There are also racial differences in breast cancer risk. Despite a slightly lower incidence of breast cancer than white women, black women have a 40 percent higher risk of death: 28 per 100,000 black women die of breast cancer in the United States compared with 20 per 100,000 white women. Black women are diagnosed with breast cancer at a younger age, have more aggressive disease and are diagnosed with cancer later, all of which contribute to a worse prognosis. Inequalities in access to cancer therapy and surgical treatment contribute to the disparity.
Fewer cancers have been reported for transgender men and women. Researchers have found that transgender men have lower cancer rates than cisgender women, which appears to be related to the surgical removal of the breasts and the use of testosterone. Transgender women have a reduced risk of breast cancer compared to cisgender women due to less exposure to the hormone estrogen throughout their lives, although estrogen therapy may increase the risk.
Among the factors that increase the risk of developing breast cancer are: BRCA1 and BRCA2 genetic changes. About 7 in 10 carriers of one of the mutations will have breast cancer by the age of 80. Women who have received chest radiation to the chest, as well as children, are also at high risk. These two groups have specific recommendations for breast cancer screening.

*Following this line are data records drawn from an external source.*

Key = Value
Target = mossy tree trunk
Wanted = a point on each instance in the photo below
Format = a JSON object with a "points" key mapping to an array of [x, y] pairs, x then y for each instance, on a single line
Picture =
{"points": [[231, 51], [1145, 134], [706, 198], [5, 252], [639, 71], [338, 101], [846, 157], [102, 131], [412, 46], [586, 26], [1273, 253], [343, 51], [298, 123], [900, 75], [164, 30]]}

Online breast cancer risk calculators can help doctors estimate a person’s risk. With these additional risk factors, people are considered high risk if they have a 20 percent or greater chance of developing breast cancer in their lifetime. The American College of Radiology recommends mammograms starting at age 30 for high-risk patients, supplemented by breast magnetic resonance imaging. The ACR also recommends that black women be evaluated for breast cancer risk no later than age 30.

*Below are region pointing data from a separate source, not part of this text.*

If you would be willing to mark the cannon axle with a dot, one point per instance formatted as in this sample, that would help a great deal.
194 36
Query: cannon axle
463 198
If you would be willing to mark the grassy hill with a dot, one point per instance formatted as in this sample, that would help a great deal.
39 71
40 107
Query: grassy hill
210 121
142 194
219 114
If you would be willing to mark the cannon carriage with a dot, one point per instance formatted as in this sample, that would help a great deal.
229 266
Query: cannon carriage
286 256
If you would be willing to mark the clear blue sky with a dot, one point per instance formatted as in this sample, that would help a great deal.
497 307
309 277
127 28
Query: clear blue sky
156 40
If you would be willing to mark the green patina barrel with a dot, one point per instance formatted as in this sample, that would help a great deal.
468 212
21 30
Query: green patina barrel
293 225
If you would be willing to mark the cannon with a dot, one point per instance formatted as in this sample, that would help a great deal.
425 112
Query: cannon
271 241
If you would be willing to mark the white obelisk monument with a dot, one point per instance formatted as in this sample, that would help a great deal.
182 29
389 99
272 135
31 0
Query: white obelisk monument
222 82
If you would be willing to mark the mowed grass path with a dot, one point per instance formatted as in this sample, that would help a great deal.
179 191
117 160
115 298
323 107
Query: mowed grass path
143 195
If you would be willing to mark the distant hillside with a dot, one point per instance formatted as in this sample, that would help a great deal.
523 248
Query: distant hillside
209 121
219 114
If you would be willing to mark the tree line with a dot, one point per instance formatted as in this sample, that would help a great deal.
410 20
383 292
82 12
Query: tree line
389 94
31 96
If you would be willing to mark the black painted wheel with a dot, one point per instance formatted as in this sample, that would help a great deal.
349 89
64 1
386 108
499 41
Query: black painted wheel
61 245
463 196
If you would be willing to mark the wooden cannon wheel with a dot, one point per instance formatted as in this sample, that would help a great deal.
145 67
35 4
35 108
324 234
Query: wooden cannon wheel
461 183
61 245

People with dense breasts — like those outside, and anyone who is at moderate or slightly above average risk — should still get screening mammograms, doctors say. Medical associations vary in screening recommendations about what age to start and whether to get mammograms annually or every other year.
What should I do if I have thick breasts?

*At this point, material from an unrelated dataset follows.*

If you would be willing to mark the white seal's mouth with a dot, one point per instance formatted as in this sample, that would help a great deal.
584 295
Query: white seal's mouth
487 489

There are no specific recommendations for dense breasts to guide men or their doctors. People need information about their breast density, says Ilana Richman, a general internist at Yale School of Medicine. “But the open question is what to do with that information,” he said, because of the lack of regulations.
Some notification states have suggested that people with dense breasts may benefit from supplemental screening with other imaging technology, such as MRI or ultrasound. With the new FDA rule, the notifications say that in some dense tissue, in addition to other imaging tests to find cancer. But density alone is not enough to bump someone into the highest risk category and require additional screening, says Karla Kerlikowske, a primary care physician and clinical epidemiologist at the University of California, San Francisco. “There are a lot of people who have dense breasts who are at low risk of breast cancer,” he said.
Ideally, the notification of a dense breast would lead to a discussion with the doctor about the different risks of cancer, to understand a person’s overall risk. However, there is a limited period of primary visitation in the United States. “We don’t have a system that allows enough time for that nuanced discussion,” says Christina Chapman, a radiation oncologist and equity researcher at Baylor College of Medicine in Houston.
Plus, the conversation should be done with people who also don’t have dense breasts, who may still be at high risk. “The focus on chest density distracts in some ways from the idea that risk is multidimensional,” says Richman.
Many women who develop breast cancer have no apparent risk factors, Planetz says, which is why screening mammograms are so important. “We screen” [everyone] because it must.”